Famous Lorenz attractor, a three-dimensional elliptic diffusion, a solution to the following stochastic differential equation

\[\begin{align*} \dd X_t &= \theta_1 (Y_t - X_t) \dd t + \sigma \dd W^{(1)}_t \\ \dd Y_t &= [X_t (\theta_2 - Z_t) - Y_t]\dd t + \sigma \dd W^{(2)}_t\\ \dd Z_t &= [X_t Y_t - \theta_3 Z_t]\dd t + \sigma \dd W^{(3)}_t. \end{align*}\]

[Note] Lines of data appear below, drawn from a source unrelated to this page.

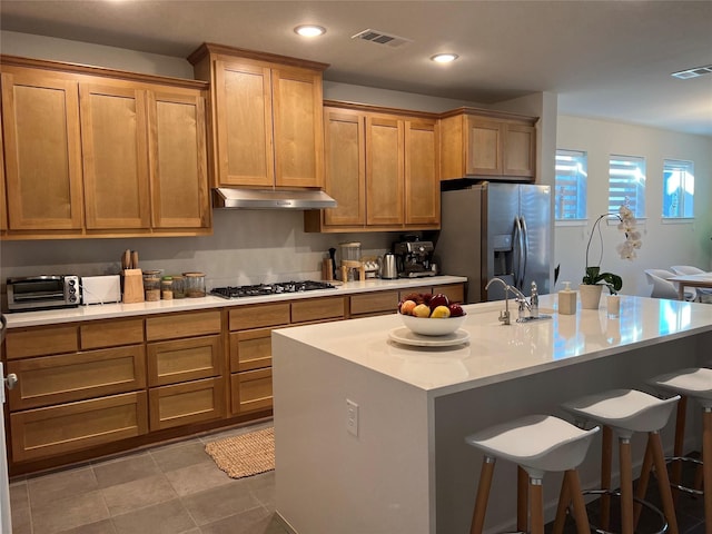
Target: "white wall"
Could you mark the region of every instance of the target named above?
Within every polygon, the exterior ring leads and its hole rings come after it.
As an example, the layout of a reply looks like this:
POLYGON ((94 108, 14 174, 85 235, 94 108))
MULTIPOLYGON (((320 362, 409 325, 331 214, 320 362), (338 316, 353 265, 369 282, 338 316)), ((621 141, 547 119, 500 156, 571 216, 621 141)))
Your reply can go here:
MULTIPOLYGON (((641 221, 643 246, 633 261, 621 259, 615 247, 623 235, 615 226, 602 225, 604 257, 602 269, 623 277, 622 293, 649 296, 643 269, 696 265, 712 270, 712 138, 676 134, 604 120, 560 116, 556 148, 583 150, 589 156, 589 225, 557 226, 554 233, 555 260, 561 264, 558 281, 572 287, 584 273, 585 247, 595 218, 607 210, 609 156, 645 158, 646 219, 641 221), (663 159, 694 161, 694 220, 662 221, 663 159)), ((594 243, 596 238, 594 237, 594 243)), ((592 250, 594 245, 592 245, 592 250)), ((600 249, 600 248, 599 248, 600 249)), ((596 255, 597 256, 597 255, 596 255)))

Can be imported with the following command

@load_diffusion :Lorenz

Example

using DiffusionDefinition
using StaticArrays, Plots

@load_diffusion Lorenz
θ = [10.0, 28.0, 8.0/3.0, 1.0]
P = Lorenz(θ...)
tt, y1 = 0.0:0.001:10.0, @SVector [-10.0, -10.0, 25.0]
X = rand(P, tt, y1)
plot(X, Val(:x_vs_y), coords=[1,3])

lorenz

Auxiliary diffusion

We additionally provide an implementation of a linear diffusion that can be used in a setting of guided proposals. It is defined as a solution to the following SDE:

\[\begin{align} \dd \wt{X}_t &= \left[-\theta_1 \wt{X}_t + \theta_2\wt{Y}_t\right]\dd t + \sigma \dd W^{(1)}_t,\\ \dd \wt{Y}_t &= \left[ (\theta_2-z_T)\wt{X}_t - \wt{Y}_t - x_T\wt{Z}_t + x_Tz_T \right]\dd t + \sigma \dd W^{(2)}_t,\\ \dd \wt{Z}_t &= \left[ y_T\wt{X}_t x_T\wt{X}_t -\theta_3\wt{Z}_t -x_Ty_T \right]\dd t + \sigma \dd W^{(3)}_t. \end{align}\]

It can be called with

@load_diffusion :LorenzAux

Example

@load_diffusion LorenzAux
using DiffusionDefinition
using StaticArrays, Plots

@load_diffusion LorenzAux
θ = [10.0, 28.0, 8.0/3.0, 1.0]
t, T, vT = 0.0, 10.0, @SVector [-10.0, -10.0, 25.0]
P = LorenzAux(θ..., t, T, vT)
tt, y1 = t:0.001:T, vT
X = rand(P, tt, y1)
plot(X, Val(:x_vs_y), coords=[1,3])

lorenz_aux

Note

Notice the limits of the axes! The auxiliary diffusion becomes an atrocious approximation to the Lorenz system over long time periods!